Au Ministère des Relations extérieures, les questions de frontières et de limites ont déjà été fondamentales. Il suffit de voir l'ère de Rio Branco, qui sut si bien traiter de nos limites frontalières, au moyen d'une exceptionnelle stratégie politique et diplomatique. Toutefois, croire que ne persistent plus de problèmes et de travaux à propos de frontières et de limites serait une grave erreur. Ces travaux n'ont jamais de fin, parce que ces questions, typiquement de cadre binational, ne peuvent être traitées que par des commisions mixtes, au prix d'un travail continu et dûment spécialisé.

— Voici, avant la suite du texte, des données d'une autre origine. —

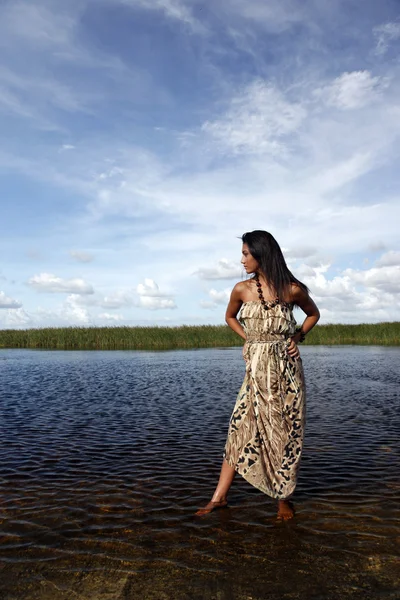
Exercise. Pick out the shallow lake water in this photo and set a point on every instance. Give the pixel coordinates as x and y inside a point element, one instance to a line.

- Outre les activités consulaires de frontière, persistent toujours des détails spécifiques, propres de la phase de caractérisation, qui sont l'objet, au Brésil, d'un travail continu de deux Comissions techniques du Ministère des Relations extérieures, l'une dont le siège est à Rio de Janeiro, chargée des limites brésiliennes avec la Bolivie jusqu'à l'Uruguay, et l'autre dont le siège est à Belém, et qui s'occupe des problèmes de limites avec le Pérou vers le nord. Ces activités sont coordonnées par la Division des Frontières du Ministère des Relations extérieures, à Brasilia.
- Pour finir, il convient d'observer que le sujet ici traité, bien que portant sur l'aspect des limites internationales, est applicable aussi à l'intérieur du pays, quand il s'agit des limites des Etats et des Communes.
- La possession et la propriété d'une terre ont pour base essentielle le concept fondamental de souveraineté.
- On définit "Possession" comme capacité de disposer, et "Propriété" comme droit de disposer de la chose; nous avons la "Souveraineté" comme le droit et la capacité de décider sur la propriété et la possession.
- Cependant, la souveraineté, dans une région, n'est parfaitement établie que par une définition précise de ce territoire, ce qui n'est possible que par l'établissement de ses frontières.